The blog, for many of us, is both an extension and an integral part of what CLENE provides and inspires—a 21st-century physical and online variation of the Third Place which Ray Oldenburg, in The Great Good Place, suggested we need in addition to home and workplace. It should and deserves to be nurtured. And it’s only going to grow if those of us who are committed to contributing to it meet our commitments, and those of you who are drawn into this community of trainer-teacher-learners become active participants through your responses and engagement with all that CLENE and CE Buzz can offer.

 

“It feels as if we’re right at a tipping point,” Peter commented, and I began to laugh, for even though I recognized the term “tipping point” as coming from Malcolm Gladwell’s book which uses the term as its title, my mind—in equal states of exhaustion and hyper-caffeination—began to latch onto the word “tipping,” picture things being tipped, and—for no reason I can offer other than my penchant for always enjoying word and visual playfulness—started thinking about things being tipped over. Like a glass of wine. Or a glass of milk. Or, in the oft-cited image which must hearken back to our rural roots and people with too much time on their hands, cows—as in “cow-tipping.”

 

Now please understand that neither Peter nor I are suggesting that we’re going to pursue cow-tipping as a learning technique or a fundraising effort on behalf of CLENE or any of its activities under the auspices of the American Library Association. (I frankly doubt that ALA and its incoming president, Camila Alire, would be very supportive of this kind of endeavor.) On the other hand, the trainer-teacher-learner in me did spend a little time this afternoon with Wikipedia and other sources to learn more about the alleged practice of cow-tipping and read the wikipedians’ report that “According to popular belief, cows can easily be pushed over without much force because they are slow-moving, slow-witted and weak-legged, have a high center of gravity and sleep standing up.

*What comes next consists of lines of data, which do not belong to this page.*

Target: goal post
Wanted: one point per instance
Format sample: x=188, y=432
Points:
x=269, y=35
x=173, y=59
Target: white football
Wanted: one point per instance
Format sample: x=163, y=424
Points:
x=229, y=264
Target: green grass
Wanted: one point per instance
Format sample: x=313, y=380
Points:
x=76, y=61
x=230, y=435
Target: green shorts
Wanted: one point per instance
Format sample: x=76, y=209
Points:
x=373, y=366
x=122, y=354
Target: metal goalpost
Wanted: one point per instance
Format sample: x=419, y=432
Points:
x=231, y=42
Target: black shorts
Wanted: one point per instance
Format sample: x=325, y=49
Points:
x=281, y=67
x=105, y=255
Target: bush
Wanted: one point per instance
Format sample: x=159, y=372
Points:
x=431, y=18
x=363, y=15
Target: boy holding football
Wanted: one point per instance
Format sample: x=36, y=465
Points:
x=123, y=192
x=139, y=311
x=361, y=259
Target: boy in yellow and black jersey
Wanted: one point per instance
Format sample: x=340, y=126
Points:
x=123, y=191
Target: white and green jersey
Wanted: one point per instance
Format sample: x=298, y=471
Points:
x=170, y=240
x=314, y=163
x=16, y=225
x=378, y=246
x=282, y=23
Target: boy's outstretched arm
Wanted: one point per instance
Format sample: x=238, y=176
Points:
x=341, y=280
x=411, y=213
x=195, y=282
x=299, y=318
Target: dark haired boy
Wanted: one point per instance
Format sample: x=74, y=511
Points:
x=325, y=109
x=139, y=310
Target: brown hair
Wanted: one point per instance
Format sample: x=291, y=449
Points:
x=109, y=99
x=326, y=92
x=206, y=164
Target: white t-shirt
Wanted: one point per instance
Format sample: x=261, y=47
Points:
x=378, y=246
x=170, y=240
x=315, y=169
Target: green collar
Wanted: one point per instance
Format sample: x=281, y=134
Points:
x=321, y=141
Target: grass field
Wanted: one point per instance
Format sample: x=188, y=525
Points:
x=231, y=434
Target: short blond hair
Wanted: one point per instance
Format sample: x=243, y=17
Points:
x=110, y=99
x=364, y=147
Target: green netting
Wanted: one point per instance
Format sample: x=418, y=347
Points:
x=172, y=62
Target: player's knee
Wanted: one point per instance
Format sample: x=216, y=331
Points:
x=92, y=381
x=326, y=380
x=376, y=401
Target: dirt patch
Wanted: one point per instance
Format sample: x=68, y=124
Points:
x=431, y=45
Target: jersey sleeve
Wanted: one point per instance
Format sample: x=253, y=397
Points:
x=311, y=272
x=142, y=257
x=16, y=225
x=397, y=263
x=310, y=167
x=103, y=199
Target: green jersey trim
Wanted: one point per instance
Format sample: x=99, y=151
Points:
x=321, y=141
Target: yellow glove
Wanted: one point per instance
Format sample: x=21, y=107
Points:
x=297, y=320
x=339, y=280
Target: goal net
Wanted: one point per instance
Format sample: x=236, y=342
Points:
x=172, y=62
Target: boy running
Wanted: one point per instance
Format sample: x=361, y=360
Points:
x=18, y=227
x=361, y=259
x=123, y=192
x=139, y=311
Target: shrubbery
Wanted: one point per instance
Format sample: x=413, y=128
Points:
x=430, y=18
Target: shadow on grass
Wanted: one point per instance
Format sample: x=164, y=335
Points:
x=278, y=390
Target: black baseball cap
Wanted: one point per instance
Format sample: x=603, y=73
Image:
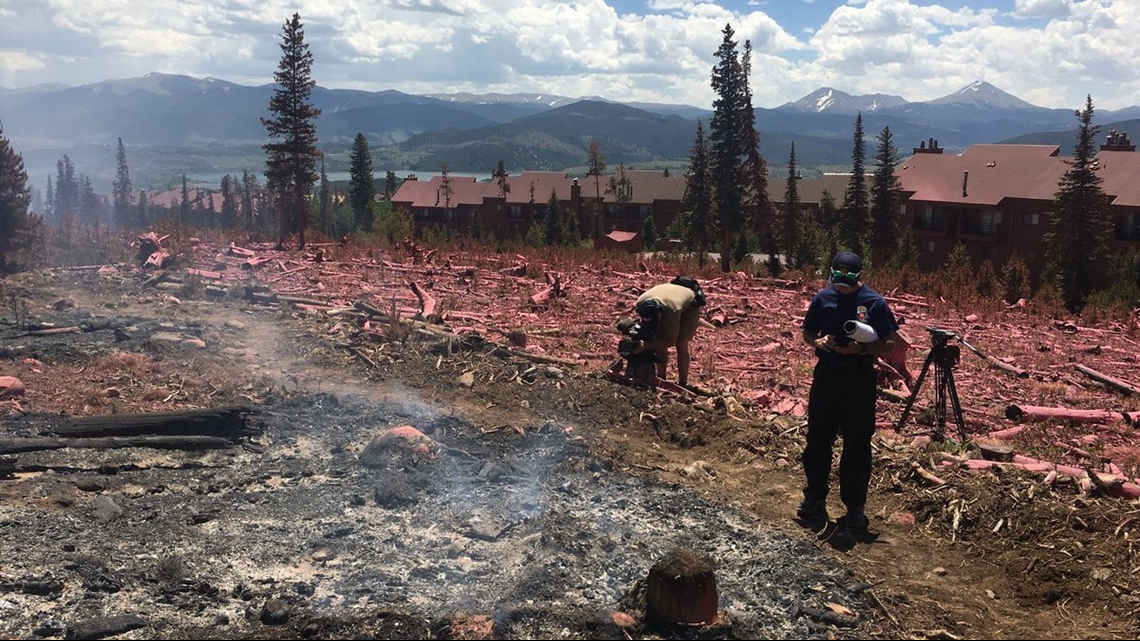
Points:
x=849, y=260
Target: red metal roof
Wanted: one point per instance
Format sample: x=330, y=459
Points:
x=991, y=173
x=1120, y=172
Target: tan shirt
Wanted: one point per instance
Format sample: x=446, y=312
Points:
x=676, y=300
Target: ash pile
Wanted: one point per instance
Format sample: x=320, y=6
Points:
x=343, y=518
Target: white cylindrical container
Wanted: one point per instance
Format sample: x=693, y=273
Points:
x=860, y=332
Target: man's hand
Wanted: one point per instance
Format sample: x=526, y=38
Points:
x=827, y=343
x=849, y=348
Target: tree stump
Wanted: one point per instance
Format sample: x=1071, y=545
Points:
x=681, y=590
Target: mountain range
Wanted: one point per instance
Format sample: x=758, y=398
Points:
x=174, y=124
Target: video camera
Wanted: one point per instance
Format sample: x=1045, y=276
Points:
x=634, y=334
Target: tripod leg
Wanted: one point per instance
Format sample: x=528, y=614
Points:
x=939, y=399
x=914, y=392
x=955, y=404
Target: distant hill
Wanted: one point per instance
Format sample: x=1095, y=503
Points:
x=1067, y=139
x=827, y=99
x=174, y=124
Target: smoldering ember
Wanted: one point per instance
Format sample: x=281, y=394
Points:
x=412, y=444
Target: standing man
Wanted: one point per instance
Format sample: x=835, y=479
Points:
x=672, y=311
x=843, y=394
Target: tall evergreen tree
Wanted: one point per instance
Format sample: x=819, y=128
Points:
x=122, y=189
x=595, y=167
x=853, y=217
x=66, y=189
x=727, y=131
x=791, y=213
x=886, y=196
x=501, y=179
x=292, y=148
x=554, y=228
x=249, y=188
x=361, y=187
x=758, y=211
x=1080, y=222
x=699, y=201
x=389, y=185
x=649, y=234
x=228, y=219
x=184, y=208
x=141, y=214
x=16, y=225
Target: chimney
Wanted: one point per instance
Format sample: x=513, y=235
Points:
x=1117, y=142
x=929, y=146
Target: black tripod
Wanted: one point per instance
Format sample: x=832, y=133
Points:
x=944, y=358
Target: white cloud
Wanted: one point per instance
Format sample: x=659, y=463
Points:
x=15, y=63
x=664, y=53
x=1042, y=8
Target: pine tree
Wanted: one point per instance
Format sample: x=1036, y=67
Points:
x=699, y=201
x=595, y=167
x=228, y=219
x=853, y=220
x=249, y=186
x=143, y=216
x=325, y=214
x=1015, y=280
x=184, y=208
x=1081, y=221
x=886, y=195
x=389, y=185
x=292, y=148
x=758, y=212
x=649, y=234
x=554, y=230
x=361, y=189
x=501, y=179
x=791, y=214
x=122, y=189
x=729, y=142
x=16, y=225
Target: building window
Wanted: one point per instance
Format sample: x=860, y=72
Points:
x=930, y=219
x=980, y=222
x=1128, y=228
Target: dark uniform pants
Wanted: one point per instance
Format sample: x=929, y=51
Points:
x=841, y=403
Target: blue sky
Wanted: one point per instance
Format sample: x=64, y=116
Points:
x=1050, y=53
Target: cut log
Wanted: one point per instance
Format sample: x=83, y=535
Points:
x=681, y=589
x=17, y=445
x=10, y=387
x=226, y=422
x=426, y=303
x=1110, y=381
x=1036, y=413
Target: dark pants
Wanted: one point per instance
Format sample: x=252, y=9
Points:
x=841, y=403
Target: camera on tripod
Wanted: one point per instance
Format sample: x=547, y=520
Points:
x=634, y=334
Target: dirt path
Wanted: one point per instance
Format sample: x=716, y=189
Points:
x=1024, y=561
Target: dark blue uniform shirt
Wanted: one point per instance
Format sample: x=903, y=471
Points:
x=830, y=309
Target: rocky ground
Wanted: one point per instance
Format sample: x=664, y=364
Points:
x=536, y=510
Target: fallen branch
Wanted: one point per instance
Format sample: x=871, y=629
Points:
x=1110, y=381
x=229, y=422
x=1036, y=413
x=426, y=303
x=17, y=445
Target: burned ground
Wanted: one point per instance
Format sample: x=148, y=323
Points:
x=550, y=497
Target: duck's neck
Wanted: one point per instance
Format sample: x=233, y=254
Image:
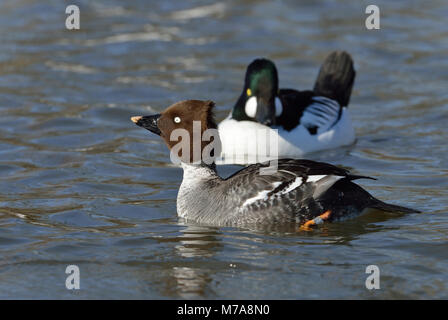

Numerous publications have debunked cow-tipping as a myth. Cows do not sleep standing up, nor do their knees lock, making the act of cow-tipping impossible.” (See, you actually learned something by staying with me this far into the blog.)

 

Please, furthermore, don’t expect us to suggest that current efforts to find a new look and logo for CLENE’s materials might somehow involve the image of a cow being tipped over while engaged in learning—at least not unless other CLENE members and ALA’s wonderful membership director, John Chrastka, want to make a connection I’m not willing to make right now. (No, John, I won’t hold my breath waiting for you to take the lead on this one.)

 

But do understand that if we could take the time it took to have that conversation this morning and giggle over improbable images and apparently non-existent pastimes, we and our fellow CE Buzzers certainly can carve out the time to continue thinking out loud here on the blog in the hope that some of the more serious ideas and practices which we document and propose will somehow contribute, overall, to the improvement of the training-teaching-learning arena which we all so clearly cherish. And we hope you’ll join us here on the blog, as well as in CLENE, as we continue promoting creativity and innovation in workplace learning and performance to the benefit of libraries and all we serve.